Suriname - Country history and economic development

1667. By the Treaty of Breda, England cedes Dutch Guiana (now Suriname) to the Netherlands in exchange for New Amsterdam (later New York City); Dutch colonization and plantation settlement begins.

1799-1815. Britain controls Dutch Guiana during the Napoleonic wars.

1863. Slavery is abolished.

1954. Suriname becomes internally autonomous (with foreign affairs and defense still controlled from the Netherlands).

1975. With independence from the Netherlands, Suri-name becomes a republic under a new constitution.

1980. A military coup ejects the civilian government of Henck Arron and suspends the constitution, replacing it with a government by Lieutenant-Colonel Deysi Bouterse's National Military Council.

1982. The so-called "December Bloodbath" occurs in which 15 critics of the junta are murdered.
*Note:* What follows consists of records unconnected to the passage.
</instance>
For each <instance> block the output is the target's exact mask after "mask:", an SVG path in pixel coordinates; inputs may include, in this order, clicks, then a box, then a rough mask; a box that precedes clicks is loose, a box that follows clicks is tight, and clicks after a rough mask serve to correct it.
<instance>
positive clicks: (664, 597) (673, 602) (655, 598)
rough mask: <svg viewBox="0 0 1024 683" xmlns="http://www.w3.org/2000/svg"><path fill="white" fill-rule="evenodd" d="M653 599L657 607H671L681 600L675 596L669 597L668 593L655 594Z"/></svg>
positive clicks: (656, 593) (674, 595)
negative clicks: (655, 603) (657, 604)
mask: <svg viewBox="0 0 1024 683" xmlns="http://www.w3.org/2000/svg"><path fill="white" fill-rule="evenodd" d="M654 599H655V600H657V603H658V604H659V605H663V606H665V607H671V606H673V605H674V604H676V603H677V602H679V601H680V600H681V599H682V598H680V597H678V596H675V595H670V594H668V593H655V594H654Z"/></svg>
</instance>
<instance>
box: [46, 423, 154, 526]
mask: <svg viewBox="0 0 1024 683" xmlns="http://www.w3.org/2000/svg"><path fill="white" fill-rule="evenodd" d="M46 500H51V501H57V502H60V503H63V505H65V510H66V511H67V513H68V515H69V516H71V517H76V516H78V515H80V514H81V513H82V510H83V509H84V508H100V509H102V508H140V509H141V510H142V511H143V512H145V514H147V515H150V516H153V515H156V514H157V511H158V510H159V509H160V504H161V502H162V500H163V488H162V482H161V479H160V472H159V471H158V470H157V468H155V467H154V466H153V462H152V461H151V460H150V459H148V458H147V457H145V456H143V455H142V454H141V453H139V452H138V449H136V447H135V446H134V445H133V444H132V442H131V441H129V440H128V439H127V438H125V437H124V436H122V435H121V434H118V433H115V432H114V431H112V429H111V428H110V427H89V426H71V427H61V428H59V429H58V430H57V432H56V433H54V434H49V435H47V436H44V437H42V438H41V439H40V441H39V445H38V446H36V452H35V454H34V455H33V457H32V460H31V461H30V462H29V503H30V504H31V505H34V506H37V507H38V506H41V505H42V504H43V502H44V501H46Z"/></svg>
Dutch aid suspended.

1988. Elective government is restored.

1990. Deysi Bouterse stages another military coup.

1991. Elections are held, but no party carries the required two-thirds majority of seats, so parliament chooses Ronald Venetiaan, a former education minister, as president.

1992. Deysi Bourtese resigns as army chief.

1994. Bread riots occur in Paramaribo.

1996. Elections are held; again no party carries the required two-thirds majority of seats, so parliament selects Jules Wijdenbosch as president and forms a 5-party coalition.

1997. The Dutch government again suspends aid after Suriname refuses to extradite Deysi Bouterse, indicted in the Netherlands on drug charges.

2000. President Wijdenbosch resigns in face of mounting crises and mass demonstrations; new elections are called; with no party able to command a two-thirds majority, parliament selects Ronald Venetiaan as president.